Voris alleges that he received three phone calls at an inconvenient hour-- October 25, 2005 at 7:55 a.m., November 21, 2005 at 7:15 a.m., and November 22, 205 at 7:25 a.m. Pl. Resp. 56.1 ¶ 19. However, at his deposition, Voris could not remember the dates or times CAI called and believed that his wife spoke with CAI on one occasion. Pl. Resp. 56.1 ¶ 20. Mrs. Voris is not an employee of Intelimind. Def. Resp. 56.1 ¶ 15. Both parties produced phone records for the relevant time period. Voris's phone records show that CAI called Voris on October 25, 2005 at 8:59 a.m. Pl. Resp. 56.1 ¶ 21. Voris's phone records do not show that he received any phone calls from CAI on November 21 and 22, 2005 before the hour of 8:00 a.m. Pl. Resp. 56.1 ¶ 22. Voris claims that his phone bills reflect call times on Eastern Standard time, but Voris does not know where the phone bills originated or where the phone company was located and the records do not reflect the relevant time zone. Def. Resp. 56.1 ¶ 10.

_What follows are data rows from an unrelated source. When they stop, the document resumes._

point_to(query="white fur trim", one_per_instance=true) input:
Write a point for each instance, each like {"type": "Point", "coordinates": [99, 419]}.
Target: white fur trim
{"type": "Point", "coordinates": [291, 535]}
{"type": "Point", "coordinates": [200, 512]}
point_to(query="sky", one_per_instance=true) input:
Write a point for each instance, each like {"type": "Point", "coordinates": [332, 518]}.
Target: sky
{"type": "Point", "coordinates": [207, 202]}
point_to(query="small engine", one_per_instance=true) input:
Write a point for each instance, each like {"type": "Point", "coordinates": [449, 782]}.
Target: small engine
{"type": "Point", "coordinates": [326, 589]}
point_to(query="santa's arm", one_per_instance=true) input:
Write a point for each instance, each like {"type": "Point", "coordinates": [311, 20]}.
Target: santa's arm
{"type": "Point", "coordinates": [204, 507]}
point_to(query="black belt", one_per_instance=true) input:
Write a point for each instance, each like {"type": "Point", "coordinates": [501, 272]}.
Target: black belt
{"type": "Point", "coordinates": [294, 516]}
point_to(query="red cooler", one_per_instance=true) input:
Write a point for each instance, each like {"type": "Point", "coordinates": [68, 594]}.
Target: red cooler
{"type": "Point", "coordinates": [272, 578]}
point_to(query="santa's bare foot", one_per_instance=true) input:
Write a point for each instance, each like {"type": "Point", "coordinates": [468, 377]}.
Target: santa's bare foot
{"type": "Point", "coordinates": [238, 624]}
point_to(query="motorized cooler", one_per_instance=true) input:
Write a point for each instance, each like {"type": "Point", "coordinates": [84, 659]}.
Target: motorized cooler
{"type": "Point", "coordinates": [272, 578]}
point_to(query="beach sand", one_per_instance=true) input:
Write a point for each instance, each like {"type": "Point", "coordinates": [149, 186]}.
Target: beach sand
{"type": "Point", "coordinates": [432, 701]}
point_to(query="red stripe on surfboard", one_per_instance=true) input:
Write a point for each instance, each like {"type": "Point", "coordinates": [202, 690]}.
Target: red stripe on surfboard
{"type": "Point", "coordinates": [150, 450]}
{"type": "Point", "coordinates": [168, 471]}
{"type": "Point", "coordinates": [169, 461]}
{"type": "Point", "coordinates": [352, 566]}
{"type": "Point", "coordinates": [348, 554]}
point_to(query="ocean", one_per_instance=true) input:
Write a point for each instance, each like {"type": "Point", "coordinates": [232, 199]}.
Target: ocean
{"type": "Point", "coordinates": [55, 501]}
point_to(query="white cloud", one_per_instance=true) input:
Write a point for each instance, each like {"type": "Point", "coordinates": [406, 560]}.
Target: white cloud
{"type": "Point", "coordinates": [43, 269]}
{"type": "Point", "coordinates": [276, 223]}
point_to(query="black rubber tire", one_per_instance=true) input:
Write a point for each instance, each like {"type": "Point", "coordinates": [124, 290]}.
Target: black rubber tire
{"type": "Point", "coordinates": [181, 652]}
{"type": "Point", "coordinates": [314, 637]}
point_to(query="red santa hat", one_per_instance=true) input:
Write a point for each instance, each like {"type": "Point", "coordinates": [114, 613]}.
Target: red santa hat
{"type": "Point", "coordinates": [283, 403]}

CAI's phone records show a call on October 25, 2005 at 8:59 a.m. and CAI's phone records were recorded in Central Standard Time. Def. Resp. 56.1 ¶ 10. However, CAI does not dispute that it called Voris's home prior to 8:00 a.m. on more than one occasion. Def. Resp. 56.1 ¶ 12. CAI's collector's notes reflect that it called Voris on November 21, 2005 at 7:16 a.m. and on November 22, 2005 at 7:24 a.m. without leaving messages Def. Resp. 56.1 ¶ 24. Pl. Resp. 56.1 ¶ 22. Additionally, CAI's collector's notes indicate that CAI telephoned Voris on November 8, 2005. During that call, a woman answered the phone and "was dealing with kids and hung up." Def. Resp. 56.1 ¶ 18. On November 16, 2005, CAI called THG to obtain Voris's cell phone number. Def. Resp. 56.1 ¶¶ 20-21. On the same day, CAI called Voris's cellular and business numbers. Def. Resp. 56.1 ¶ 19. CAI called Voris at home on November 17, 2005 and his business line on November 18, 2005. Def. Resp. 56.1 ¶¶ 22-23.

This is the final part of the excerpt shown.